Summary
Existing DNN frameworks manages the DNN operators in a data flow graph. The library (e.g. PyTorch) schedules each operator individually and relies on the hardware scheduling (e.g. cuDNN) to exploit parallelism within operators. This two-layer scheduling scheme works well only when the kernel launching time is largely negligible compared to execution time and when there is sufficient intra-operator parallelism to saturate all processing units, but precludes opportunities to run multiple operators in parallel on the same GPU.
Rammer is a deep learning compiler aimed to unify the inter- and intra-operator scheduling. It defines each DNN operator as rOperator and splits the rOperators into rTasks. A rTask is the smallest unit of scheduling and will run on a single processing unit (e.g., SM in GPU). We can think of rTasks as thread blocks. Rammer also introduces a special rTask, namely barrier rTask, that stalls execution until a set of rTasks has completed. Another abstraction that Rammer provides is rKernels, which corresponds to the actual implementation of rOperators (e.g., if the rOperator is convolution, then rKernel can be matrix multiplication, FFT, etc). Notice that different rKernels will split the rOperator into different rTasks.
Rammer abstracts the hardware as a virtualized parallel device (vDevice, corresponding to GPUs) composed of multiple virtualized execution units (vEU, corresponding to the SMs). This paper achieves single-layer scheduling by assigning rTasks to different vEUs at compile time, and then pin the compiled vEUs on the hardware processing units. From the DNN model, Rammer generates a static execution plan. This plan is broken into multiple parts called rProgram, which is represented as a 2D array of rTasks where the first index represents on which vEU this rTask is assigned to and the second index represents the order in which it will be run on that vEU. Each rProgram runs on a single rDevice. Rammer thereby achieves scheduling over multiple hardware devices (GPUs).
The architecture of Rammer is shown in the figure above. After obtaining the DNN model, Rammer first transforms it to a DFG of rOperators. It does some compile-time profiling to figure out which rKernel is the most efficient through profiling and heuristics. Then the rOperator can be split into rTasks. Rammer uses a Wavefront Scheduling Policy, which is essentially a BFS on the DFG of rOperators. Here wavefront refers to the rTasks that do not depend on any other unscheduled rTasks. The policy iterates through the rTasks in the wavefront and assigns the current rTask to the vEU that becomes available first (based on profiling results). However, if the profiling result shows that assigning the current rTask to the current rProgram does not save execution time, it will put the rTask to a new rProgram that will be run on a different vDevice instead.
Strength
- Rammer exploits the inter- and intra-operator parallelism holistically. It can provide higher GPU utilization compared with traditional two-level scheduling
- The scheduling plan is statically generated, so it does not impose any runtime overhead.
Weakness
- Rammer is only beneficial when there is not sufficient intra-operator parallelism (e.g. in inference workloads) or when the kernel launching overhead is largely negligible. Yet often times neither is true in typical training workloads.
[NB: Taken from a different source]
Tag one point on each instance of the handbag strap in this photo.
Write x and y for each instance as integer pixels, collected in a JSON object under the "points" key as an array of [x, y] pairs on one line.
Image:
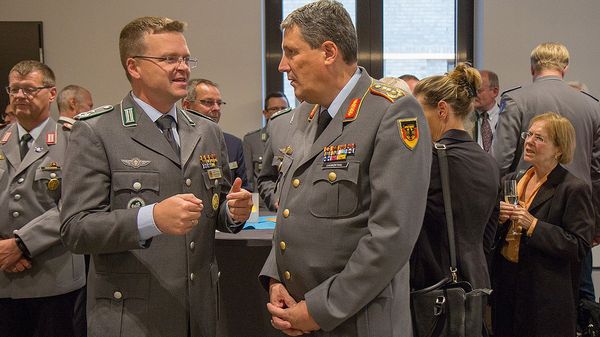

- Rammer can only parallelize two operators if they are independent. With linear models (e.g, ResNet) there is not much Rammer can do.
- Rammer generates scheduling plan statically. If the underlying hardware changes dynamically (e.g., shared between multiple models in data centers), it cannot adapt to the changes.
Ma, Lingxiao, et al. “Rammer: Enabling Holistic Deep Learning Compiler Optimizations with {rTasks}.” 14th USENIX Symposium on Operating Systems Design and Implementation (OSDI 20). 2020.